Oregon State begins on weaker events, so I wouldn’t expect a big early score, maybe something like 98.300 at halfway. If Georgia puts up a solid beam and a normal floor on the first two events, that should warrant a score closer to the 98.500 range, which will be tough for the Beavs to make up even with stronger events in the second half. Oregon State will have to play from behind, but the mission will be to keep it as close as possible, then finish with a Pac-12s-ish beam rotation that at least puts the pressure on Georgia.

And the rest
Arizona is a solid team that found its 196s later in the year, but in a regional that’s this competitive at the top, it would take a confluence of disasters for Arizona to have a chance to sneak up into those qualifying spots. The team is relatively similar to Oregon State, just a step behind, in that the vault scores have struggled to remain competitive this season while bars and beam are where the roster truly stands out with extension and style. Those two event scores may be relatively competitive, but Arizona will also count some 9.7s on vault and floor, which makes it very challenging to maintain a competitive pace. 

The emergence of George Washington has been one of the joys of this season, not simply making regionals as they did last year but spending most of the season in the top 25 and becoming a realistic threat for 196s. With none of the current lineup routines coming from seniors and the majority of important scores coming from sophomores, there’s every reason to expect George Washington’s ascent to continue next season and for seasons after. Making some real noise at a regional competition is still several steps away, but individual qualification is a realistic possibility. It will also be interesting to see how vaults like Winstanley’s are scored in the same meet as Gnat, Jay, Rogers, etc. How is hers evaluated directly against the name-brand vaults?

Michigan State was the very last qualifier to regionals, enduring a nail-biting day to stay ahead of NC State by the slimmest of margins. Qualifying was the victory, but MSU has produced some impressively 49 floor rotations over the last couple weeks, so check them out as a team that could/should finish in the top three on floor, especially with ending on that event. A relatively competitive team total that challenges the high 195s is not out of the question in spite of qualifying in 36th.

If Georgia doesn’t make it, then Brandie Jay is of course a likely AA qualifier (Rogers would be as well, but it seems she’s off floor now that Reynolds is back), but if we assume that LSU and Georgia qualify to nationals as the two teams, things get a little interesting. Maddie Gardiner would be expected to take up the Official Chelsea Tang Individual Spot now that Tang has graduated, but Arizona doesn’t compete an AAer, opening up what looks like it’s going to be a guaranteed AA spot for one of the two lowest-seeded teams.
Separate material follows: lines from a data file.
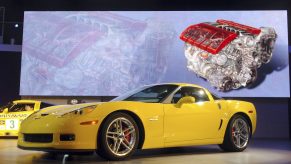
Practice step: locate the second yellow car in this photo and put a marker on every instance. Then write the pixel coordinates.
(155, 116)
(12, 114)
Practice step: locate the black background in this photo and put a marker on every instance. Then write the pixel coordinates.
(10, 62)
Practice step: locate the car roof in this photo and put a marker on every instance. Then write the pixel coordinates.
(181, 84)
(25, 101)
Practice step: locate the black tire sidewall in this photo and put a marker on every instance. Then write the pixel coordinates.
(230, 132)
(103, 149)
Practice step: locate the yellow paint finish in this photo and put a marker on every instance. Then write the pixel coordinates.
(165, 125)
(10, 122)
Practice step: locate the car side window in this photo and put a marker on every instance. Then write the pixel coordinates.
(21, 107)
(198, 93)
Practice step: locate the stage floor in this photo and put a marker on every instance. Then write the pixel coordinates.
(259, 151)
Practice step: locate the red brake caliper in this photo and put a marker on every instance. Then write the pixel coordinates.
(127, 136)
(232, 131)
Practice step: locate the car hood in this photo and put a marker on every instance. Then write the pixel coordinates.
(60, 110)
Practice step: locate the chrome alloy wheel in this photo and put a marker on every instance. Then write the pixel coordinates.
(120, 136)
(240, 133)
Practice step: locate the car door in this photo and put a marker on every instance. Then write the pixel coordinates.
(195, 121)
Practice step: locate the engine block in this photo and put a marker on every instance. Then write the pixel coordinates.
(226, 53)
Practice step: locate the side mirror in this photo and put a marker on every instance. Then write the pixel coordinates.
(5, 111)
(185, 100)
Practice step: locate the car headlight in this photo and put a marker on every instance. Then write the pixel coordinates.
(81, 111)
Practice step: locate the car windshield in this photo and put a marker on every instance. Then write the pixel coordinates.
(9, 105)
(150, 94)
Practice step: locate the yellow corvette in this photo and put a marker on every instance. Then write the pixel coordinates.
(12, 114)
(155, 116)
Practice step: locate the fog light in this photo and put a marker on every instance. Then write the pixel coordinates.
(67, 137)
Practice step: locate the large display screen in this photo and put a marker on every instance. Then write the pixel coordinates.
(107, 53)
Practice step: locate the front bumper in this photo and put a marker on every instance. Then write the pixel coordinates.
(85, 136)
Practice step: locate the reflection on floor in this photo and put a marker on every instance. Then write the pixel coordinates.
(259, 151)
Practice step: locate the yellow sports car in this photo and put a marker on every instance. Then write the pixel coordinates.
(155, 116)
(12, 114)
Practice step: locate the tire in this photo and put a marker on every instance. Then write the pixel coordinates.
(236, 140)
(118, 138)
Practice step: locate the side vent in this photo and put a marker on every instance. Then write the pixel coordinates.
(220, 124)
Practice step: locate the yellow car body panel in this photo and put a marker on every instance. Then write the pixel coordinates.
(10, 121)
(163, 124)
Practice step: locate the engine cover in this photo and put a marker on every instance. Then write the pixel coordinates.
(226, 53)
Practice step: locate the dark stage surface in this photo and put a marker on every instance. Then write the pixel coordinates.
(259, 151)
Last year, Cami Drouin-Allaire of GWU pulled off the big upset by qualifying to nationals as an individual, and this year it looks like she and Jillian Winstanley could be in an intra-team battle for an AA spot once again. The two have been swapping places as AA winners and scoring very equivalent totals all season, so it could go either way. Keeping an eye on the back-and-forth scores for those two will be an interesting side story at this regional.

I also wouldn’t discount Lisa Burt of Michigan State who has saved the meet for that team more times than can even be counted over her career. She’s very capable of 9.850ing her way to a strong total. The fourth option for that final spot is probably DeMoura for George Washington, but her scoring potential tends to be a touch lower than that of Drouin-Allaire and Winstanley, so if George Washington is having a good day, expect the CDA and Winstanley totals to be the more competitive ones.

But unless things get really crazy in this competition, it looks like there will be just six AAers (add in Brittany Holmes of MSU) who don’t qualify with a team and are fighting for those two spots, five of whom come from the lowest seeds, so it won’t take all that many mistakes for any of the six to sneak in.

2 thoughts on “Georgia Regional Preview”

  1. If Brittni Watkins stays on beam, I think she's got an excellent chance of nabbing an AA spot. She made nationals last year and she's had a strong second half of the season aside from some Georgia-like beam miscues.